New Shanghai Chadstone has launched as part of the $660 million redevelopment of Chadstone The Fashion Capital.
The new venue is the latest from New Shanghai, and is also its largest at 200-seats, including a dedicated dining bar, which can accommodate up to 40 diners at a time.
Executive chef Wein Qiang Huang is at the helm of the new kitchen. After training in China and CBD restaurant HuTong, Huang has played an instrumental role in the creation New Shanghai Emporium’s offer, and plans to apply his Shanghaiese food knowledge to New Shanghai Chadstone’s menu.

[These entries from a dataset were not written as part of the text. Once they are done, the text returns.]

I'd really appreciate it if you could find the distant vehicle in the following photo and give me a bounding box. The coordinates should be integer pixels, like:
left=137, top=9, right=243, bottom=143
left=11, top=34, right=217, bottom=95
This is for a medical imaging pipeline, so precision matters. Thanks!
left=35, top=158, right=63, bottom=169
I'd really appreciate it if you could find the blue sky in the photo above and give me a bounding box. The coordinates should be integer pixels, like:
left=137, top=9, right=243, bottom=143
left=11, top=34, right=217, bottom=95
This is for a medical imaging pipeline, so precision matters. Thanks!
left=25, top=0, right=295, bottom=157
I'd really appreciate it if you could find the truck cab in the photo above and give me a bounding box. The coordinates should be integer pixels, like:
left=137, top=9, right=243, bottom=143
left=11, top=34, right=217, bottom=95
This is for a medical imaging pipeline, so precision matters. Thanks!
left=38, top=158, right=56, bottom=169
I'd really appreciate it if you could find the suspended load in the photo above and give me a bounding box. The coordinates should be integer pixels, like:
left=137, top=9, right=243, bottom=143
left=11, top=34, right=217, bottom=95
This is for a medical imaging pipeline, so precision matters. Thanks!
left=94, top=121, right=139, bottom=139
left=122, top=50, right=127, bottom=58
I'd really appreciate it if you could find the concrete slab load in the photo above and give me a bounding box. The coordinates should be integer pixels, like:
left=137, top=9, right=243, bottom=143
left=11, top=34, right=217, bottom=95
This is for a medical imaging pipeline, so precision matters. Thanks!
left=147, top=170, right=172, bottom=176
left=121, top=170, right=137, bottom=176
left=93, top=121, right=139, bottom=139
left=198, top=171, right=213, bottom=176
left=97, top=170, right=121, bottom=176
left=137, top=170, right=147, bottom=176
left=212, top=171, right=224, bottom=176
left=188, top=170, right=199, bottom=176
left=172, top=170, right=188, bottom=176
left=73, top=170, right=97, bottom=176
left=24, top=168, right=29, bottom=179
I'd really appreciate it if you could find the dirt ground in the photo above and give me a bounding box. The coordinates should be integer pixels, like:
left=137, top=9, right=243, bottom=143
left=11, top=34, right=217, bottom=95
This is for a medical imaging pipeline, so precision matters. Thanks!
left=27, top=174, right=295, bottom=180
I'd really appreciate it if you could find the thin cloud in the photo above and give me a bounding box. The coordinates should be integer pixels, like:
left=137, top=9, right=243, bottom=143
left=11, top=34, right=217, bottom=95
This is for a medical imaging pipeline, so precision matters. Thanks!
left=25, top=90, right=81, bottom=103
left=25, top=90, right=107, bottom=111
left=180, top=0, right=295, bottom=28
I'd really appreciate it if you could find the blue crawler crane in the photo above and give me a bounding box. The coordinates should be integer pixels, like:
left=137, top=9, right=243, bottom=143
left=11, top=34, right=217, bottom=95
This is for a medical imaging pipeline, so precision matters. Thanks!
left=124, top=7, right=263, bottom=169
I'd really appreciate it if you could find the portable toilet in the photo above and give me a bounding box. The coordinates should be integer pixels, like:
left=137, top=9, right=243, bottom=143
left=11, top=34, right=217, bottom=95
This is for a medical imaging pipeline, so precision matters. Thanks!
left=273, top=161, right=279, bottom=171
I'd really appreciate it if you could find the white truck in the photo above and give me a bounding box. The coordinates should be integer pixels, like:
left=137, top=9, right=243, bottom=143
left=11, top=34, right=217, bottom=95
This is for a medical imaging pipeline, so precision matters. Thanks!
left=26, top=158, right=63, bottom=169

The menu will feature many dishes from the Emporium Melbourne eatery, including Xiao Long Bao filled with juicy broth; chilli wontons drizzled with peanut sauce and served with cucumber; crispy Rainbow beef marinated in a sweet and sour batter; and deep-fried barramundi topped with sweet and sour sauce.
The drinks menu includes wines, beers and traditional Asian beverages, while mixologist Michael Chiem has also created a limited edition Shanghainese inspired cocktail list exclusively for New Shanghai Chadstone.
New Shanghai Chadstone’s interiors have been fitted-out by design studio, Giant.
“We’ve retained the crucial elements of a typical New Shanghai restaurant – the theatre of the open dumpling kitchen, the moody lighting, great walls of grey bricks, cobbled floors, dark timbers and rich red features. However, the details are all new, and we have added the glamour of bronze, brass, steel and stone,” said associate Christopher Wilks.
New Shanghai Chadstone is open for lunch and dinner 7 days and will be open over the festive season.